The EUIPO Board of Appeal has ruled in a case where the following EU trademark application was filed in class 28 – games, playthings, and decorations for Christmas trees:
Against this mark an opposition was filed by Lego based on earlier trademarks LEGO and LEGOLAND in class 28.
The EUIPO refused the application. The Applicant appealed stating that there was no similarity because of the fact that the first part of their mark consists of the word LEGNO which means WOOD in Italian. This in turn creates meaning of toys made out of wood. Due to this conceptual difference with the earlier signs there was no possibility for consumer confusion.
The Board of Appeal disagreed. The fact that the word Legno has a meaning in Italian was not enough to overcome the similarity. The reason is that most of the consumers in the EU would not understand that word at all.

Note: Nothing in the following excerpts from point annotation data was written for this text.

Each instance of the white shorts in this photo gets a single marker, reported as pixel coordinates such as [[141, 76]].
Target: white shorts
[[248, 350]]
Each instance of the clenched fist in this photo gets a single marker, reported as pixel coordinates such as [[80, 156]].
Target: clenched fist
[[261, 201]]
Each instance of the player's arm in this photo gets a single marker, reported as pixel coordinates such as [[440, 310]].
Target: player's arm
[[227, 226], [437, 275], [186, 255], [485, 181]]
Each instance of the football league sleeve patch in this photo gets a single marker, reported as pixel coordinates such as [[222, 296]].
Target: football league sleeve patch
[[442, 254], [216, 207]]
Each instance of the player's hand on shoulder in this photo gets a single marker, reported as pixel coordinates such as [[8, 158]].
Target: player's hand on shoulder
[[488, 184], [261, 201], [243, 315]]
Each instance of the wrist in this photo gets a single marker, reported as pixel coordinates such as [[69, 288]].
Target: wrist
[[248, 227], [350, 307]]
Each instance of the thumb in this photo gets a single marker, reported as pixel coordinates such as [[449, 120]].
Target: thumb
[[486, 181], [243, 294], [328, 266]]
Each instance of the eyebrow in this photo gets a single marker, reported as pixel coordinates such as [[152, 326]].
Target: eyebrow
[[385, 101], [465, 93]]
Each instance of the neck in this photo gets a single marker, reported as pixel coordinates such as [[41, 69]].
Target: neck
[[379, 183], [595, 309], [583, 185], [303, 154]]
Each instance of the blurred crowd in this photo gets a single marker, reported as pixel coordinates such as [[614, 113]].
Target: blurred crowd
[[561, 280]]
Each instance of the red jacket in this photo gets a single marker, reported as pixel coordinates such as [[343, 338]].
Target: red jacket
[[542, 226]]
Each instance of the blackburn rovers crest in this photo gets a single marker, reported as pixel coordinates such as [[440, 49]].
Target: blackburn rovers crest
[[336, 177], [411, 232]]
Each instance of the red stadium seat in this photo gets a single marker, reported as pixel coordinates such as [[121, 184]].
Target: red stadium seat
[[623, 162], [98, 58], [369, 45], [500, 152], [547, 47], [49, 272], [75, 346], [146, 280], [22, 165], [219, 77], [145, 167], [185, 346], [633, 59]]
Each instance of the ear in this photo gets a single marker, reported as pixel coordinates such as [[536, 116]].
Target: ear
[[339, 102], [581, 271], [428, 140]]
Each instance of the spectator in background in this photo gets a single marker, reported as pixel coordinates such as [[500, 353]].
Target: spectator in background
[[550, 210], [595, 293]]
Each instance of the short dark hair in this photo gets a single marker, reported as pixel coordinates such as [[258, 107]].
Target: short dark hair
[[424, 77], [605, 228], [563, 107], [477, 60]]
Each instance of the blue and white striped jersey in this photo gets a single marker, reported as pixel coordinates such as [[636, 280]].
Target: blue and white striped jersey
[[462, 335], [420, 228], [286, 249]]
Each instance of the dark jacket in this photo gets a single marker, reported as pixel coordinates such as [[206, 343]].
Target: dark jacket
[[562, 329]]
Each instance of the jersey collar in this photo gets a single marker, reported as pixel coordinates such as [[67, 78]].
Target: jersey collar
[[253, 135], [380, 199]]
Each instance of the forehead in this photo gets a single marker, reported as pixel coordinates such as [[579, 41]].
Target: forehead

From visual and phonetic point of view the signs are similar for identical and similar goods. What’s more, both earlier marks have proved reputation in the EU market for many years.
From that perspective LEGNOLAND can be confusingly similar to LEGO and mostly to LEGOLAND.
This case is very indicative that you cannot rely always on the fact that your brand name has a meaning in one language for the purpose of differentiation with other marks, especially in the case of EU trademarks. Sometimes this is not enough particularly in the case of well-known and famous trademarks.